What are Visual Prompts

Traditional object detection requires training a model on text-labeled classes. MindSight supports an alternative approach: visual prompts. Instead of specifying class names for a standard YOLO model, you provide reference images with annotated bounding boxes. MindSight feeds these to a YOLOE backbone for zero-shot detection of arbitrary objects -- no retraining required.

This means you can detect custom objects (a specific toy, a medical device, a branded product) simply by showing the model a few example images with bounding boxes drawn around the target objects.

.vp.json File Format

A visual prompt is stored as a .vp.json file with the following schema:

{
  "version": 1,
  "classes": [
    { "id": 0, "name": "coffee_mug" },
    { "id": 1, "name": "phone" }
  ],
  "references": [
    {
      "image": "references/img_001.jpg",
      "annotations": [
        { "cls_id": 0, "bbox": [120, 45, 310, 280] },
        { "cls_id": 1, "bbox": [400, 100, 550, 350] }
      ]
    },
    {
      "image": "references/img_002.jpg",
      "annotations": [
        { "cls_id": 0, "bbox": [80, 60, 260, 240] }
      ]
    }
  ]
}

Key rules:

  • version must be 1.
  • classes is an array of objects with id (integer) and name (string). Class IDs must be contiguous starting from 0.
  • references is an array of reference images. Each entry contains an image path (relative to the .vp.json file) and an annotations array.
  • Each annotation specifies a cls_id (matching a class ID) and a bbox in [x1, y1, x2, y2] pixel coordinates.
  • The first reference in the array is used for YOLOE initialization. Subsequent references provide additional examples to improve detection.

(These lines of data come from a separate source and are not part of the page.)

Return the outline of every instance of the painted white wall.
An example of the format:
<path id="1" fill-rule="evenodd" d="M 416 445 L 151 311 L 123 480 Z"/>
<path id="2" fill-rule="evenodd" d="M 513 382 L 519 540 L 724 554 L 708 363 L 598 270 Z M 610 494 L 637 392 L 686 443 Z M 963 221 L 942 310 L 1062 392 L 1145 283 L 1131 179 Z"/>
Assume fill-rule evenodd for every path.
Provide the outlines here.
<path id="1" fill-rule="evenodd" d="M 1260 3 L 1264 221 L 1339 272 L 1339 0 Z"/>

Creating with VP Builder GUI

The VP Builder is available as Tab 2 in the MindSight GUI. The workflow is:

  1. Add Images -- Click "Add Reference Images" to load one or more images that contain your target objects.
  2. Draw Boxes -- Click and drag on the image canvas to draw bounding boxes around each object instance.
  3. Assign Classes -- Select a class from the class list (or create a new class) and assign it to each bounding box.
  4. Save VP File -- Click "Save" to export the visual prompt as a .vp.json file along with the reference images.
  5. Test Inference -- Use the "Test" button to run detection on a sample image and verify that your visual prompt produces good results.

CLI Usage

To use a visual prompt from the command line:

python MindSight.py --vp-file prompt.vp.json --vp-model yoloe-26l-seg.pt
  • --vp-file specifies the path to your .vp.json visual prompt file.
  • --vp-model specifies the YOLOE model weights to use for visual-prompt-based detection.

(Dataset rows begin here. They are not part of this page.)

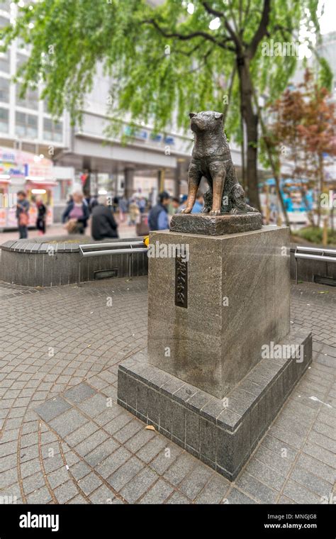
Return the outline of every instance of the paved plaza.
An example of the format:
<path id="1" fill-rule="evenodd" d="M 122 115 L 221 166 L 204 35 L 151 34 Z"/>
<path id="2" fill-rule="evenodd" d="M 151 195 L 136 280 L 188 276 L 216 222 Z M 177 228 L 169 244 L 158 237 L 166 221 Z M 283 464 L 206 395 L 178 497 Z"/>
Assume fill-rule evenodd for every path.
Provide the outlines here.
<path id="1" fill-rule="evenodd" d="M 313 362 L 233 483 L 116 404 L 119 362 L 146 347 L 147 291 L 0 283 L 0 501 L 335 503 L 336 290 L 292 285 Z"/>

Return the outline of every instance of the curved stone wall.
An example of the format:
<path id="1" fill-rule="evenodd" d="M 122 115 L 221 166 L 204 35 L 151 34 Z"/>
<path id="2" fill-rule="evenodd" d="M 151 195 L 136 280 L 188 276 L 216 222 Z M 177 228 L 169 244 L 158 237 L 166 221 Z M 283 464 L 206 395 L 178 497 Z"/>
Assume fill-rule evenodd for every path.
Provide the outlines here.
<path id="1" fill-rule="evenodd" d="M 62 241 L 63 239 L 63 241 Z M 133 241 L 135 239 L 128 238 Z M 123 241 L 127 240 L 123 238 Z M 107 240 L 106 240 L 107 241 Z M 108 240 L 111 242 L 111 240 Z M 112 240 L 113 241 L 113 240 Z M 121 241 L 116 239 L 115 241 Z M 130 256 L 127 254 L 80 257 L 79 244 L 94 243 L 90 238 L 69 236 L 57 238 L 7 241 L 1 245 L 0 279 L 27 287 L 58 287 L 93 281 L 96 272 L 112 270 L 117 277 L 130 275 Z M 101 242 L 96 242 L 100 243 Z M 145 252 L 130 258 L 130 276 L 147 275 L 148 258 Z"/>

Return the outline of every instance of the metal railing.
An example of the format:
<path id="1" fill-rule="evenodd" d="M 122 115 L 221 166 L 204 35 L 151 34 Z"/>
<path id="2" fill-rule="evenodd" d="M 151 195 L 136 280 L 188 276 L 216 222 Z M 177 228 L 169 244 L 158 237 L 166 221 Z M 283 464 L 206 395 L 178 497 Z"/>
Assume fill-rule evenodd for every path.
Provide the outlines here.
<path id="1" fill-rule="evenodd" d="M 306 247 L 297 245 L 294 252 L 295 257 L 295 279 L 298 284 L 298 259 L 303 258 L 308 260 L 319 260 L 320 262 L 336 262 L 336 250 L 324 249 L 317 247 Z"/>
<path id="2" fill-rule="evenodd" d="M 81 262 L 84 258 L 89 257 L 105 256 L 107 255 L 129 255 L 128 276 L 130 279 L 132 273 L 132 256 L 135 252 L 147 252 L 147 248 L 143 241 L 113 241 L 111 243 L 84 243 L 79 245 L 79 267 L 78 270 L 78 286 L 81 282 Z"/>

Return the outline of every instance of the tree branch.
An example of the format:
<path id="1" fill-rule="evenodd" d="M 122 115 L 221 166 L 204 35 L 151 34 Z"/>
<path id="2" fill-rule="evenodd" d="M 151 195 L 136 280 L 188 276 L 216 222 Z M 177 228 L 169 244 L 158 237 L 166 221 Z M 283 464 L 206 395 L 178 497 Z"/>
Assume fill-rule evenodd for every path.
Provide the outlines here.
<path id="1" fill-rule="evenodd" d="M 210 15 L 214 15 L 215 17 L 219 17 L 220 18 L 223 18 L 224 20 L 224 24 L 231 38 L 231 41 L 233 41 L 235 43 L 235 51 L 241 52 L 242 47 L 240 39 L 238 35 L 235 33 L 233 29 L 231 28 L 225 14 L 223 11 L 218 11 L 216 9 L 213 9 L 213 8 L 209 6 L 206 1 L 202 1 L 202 5 L 206 11 L 210 13 Z"/>
<path id="2" fill-rule="evenodd" d="M 262 18 L 257 31 L 247 48 L 247 55 L 252 59 L 255 55 L 258 45 L 267 33 L 267 26 L 269 22 L 269 13 L 271 11 L 271 0 L 264 0 Z"/>
<path id="3" fill-rule="evenodd" d="M 207 41 L 211 41 L 211 43 L 214 43 L 217 46 L 221 47 L 223 49 L 225 49 L 226 50 L 231 50 L 233 52 L 235 51 L 235 49 L 233 47 L 229 47 L 228 45 L 225 45 L 225 41 L 218 41 L 218 40 L 216 40 L 213 35 L 211 35 L 206 32 L 198 31 L 192 32 L 189 34 L 181 34 L 179 33 L 178 32 L 167 32 L 166 30 L 162 28 L 157 22 L 153 18 L 150 18 L 147 21 L 142 21 L 141 23 L 151 24 L 164 38 L 176 38 L 181 41 L 187 41 L 190 39 L 193 39 L 194 38 L 203 38 Z M 226 40 L 226 41 L 228 40 Z"/>

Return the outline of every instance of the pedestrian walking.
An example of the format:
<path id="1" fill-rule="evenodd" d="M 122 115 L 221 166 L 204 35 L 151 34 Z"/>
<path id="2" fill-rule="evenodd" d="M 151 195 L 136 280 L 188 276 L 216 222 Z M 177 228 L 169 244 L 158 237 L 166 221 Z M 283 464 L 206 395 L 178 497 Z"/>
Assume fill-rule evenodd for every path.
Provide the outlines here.
<path id="1" fill-rule="evenodd" d="M 169 228 L 168 206 L 170 195 L 166 191 L 159 194 L 159 201 L 150 211 L 148 225 L 150 230 L 165 230 Z"/>
<path id="2" fill-rule="evenodd" d="M 91 221 L 92 238 L 96 241 L 103 240 L 105 238 L 118 238 L 118 225 L 111 209 L 107 205 L 106 197 L 103 195 L 99 196 L 97 203 L 92 210 Z"/>
<path id="3" fill-rule="evenodd" d="M 38 196 L 36 199 L 36 208 L 38 210 L 38 216 L 36 218 L 36 228 L 38 230 L 38 235 L 43 235 L 43 234 L 45 234 L 47 207 L 43 204 L 43 201 L 40 196 Z"/>
<path id="4" fill-rule="evenodd" d="M 90 213 L 86 201 L 80 191 L 72 194 L 72 201 L 69 203 L 63 213 L 62 221 L 69 234 L 84 234 L 87 226 Z"/>

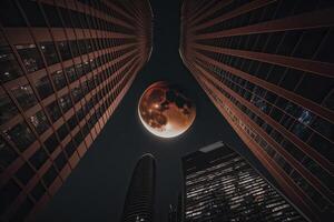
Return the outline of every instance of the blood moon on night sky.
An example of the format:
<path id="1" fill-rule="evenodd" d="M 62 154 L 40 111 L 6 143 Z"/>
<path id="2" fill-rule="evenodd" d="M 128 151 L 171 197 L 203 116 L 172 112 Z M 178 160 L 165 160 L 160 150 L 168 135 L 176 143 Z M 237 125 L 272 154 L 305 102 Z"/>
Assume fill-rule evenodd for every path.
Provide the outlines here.
<path id="1" fill-rule="evenodd" d="M 160 81 L 143 93 L 138 114 L 144 127 L 153 134 L 175 138 L 189 129 L 196 117 L 196 107 L 179 88 Z"/>

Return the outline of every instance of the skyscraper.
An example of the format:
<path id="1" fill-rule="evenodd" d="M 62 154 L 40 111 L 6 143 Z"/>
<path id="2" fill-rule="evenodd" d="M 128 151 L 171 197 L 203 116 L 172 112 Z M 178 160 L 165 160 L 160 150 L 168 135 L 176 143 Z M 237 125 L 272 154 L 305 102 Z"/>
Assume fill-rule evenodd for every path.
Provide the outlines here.
<path id="1" fill-rule="evenodd" d="M 62 185 L 151 51 L 148 1 L 0 1 L 0 221 Z"/>
<path id="2" fill-rule="evenodd" d="M 180 56 L 314 221 L 333 214 L 334 1 L 184 0 Z"/>
<path id="3" fill-rule="evenodd" d="M 121 222 L 153 222 L 155 218 L 156 160 L 143 155 L 134 172 L 124 204 Z"/>
<path id="4" fill-rule="evenodd" d="M 243 157 L 216 142 L 183 158 L 184 221 L 306 221 Z"/>

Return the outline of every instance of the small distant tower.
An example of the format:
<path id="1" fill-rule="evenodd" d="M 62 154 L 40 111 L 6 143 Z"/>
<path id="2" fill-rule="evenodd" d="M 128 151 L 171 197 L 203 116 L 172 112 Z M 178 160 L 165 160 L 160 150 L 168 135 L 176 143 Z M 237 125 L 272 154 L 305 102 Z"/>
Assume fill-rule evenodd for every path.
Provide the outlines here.
<path id="1" fill-rule="evenodd" d="M 121 222 L 153 222 L 155 215 L 156 161 L 151 154 L 143 155 L 132 173 Z"/>
<path id="2" fill-rule="evenodd" d="M 184 222 L 307 221 L 244 157 L 216 142 L 183 158 Z"/>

These flags replace the standard --model and --classes arguments. When a VP file is provided, MindSight uses YOLOE instead of the default YOLO text-class pipeline.

Tips

  • Clear reference images: Use well-lit, sharp images where the target object is clearly visible and unoccluded.
  • Multiple annotations per class: Providing several examples of the same class (across different reference images or within the same image) improves detection robustness.
  • Variety matters: Include references showing the object from different angles, scales, and lighting conditions when possible.
  • Test broadly: After creating a visual prompt, test it against a variety of scenes to verify that detection generalizes beyond your reference images.
  • Keep it focused: Each visual prompt works best when targeting a small, well-defined set of object classes.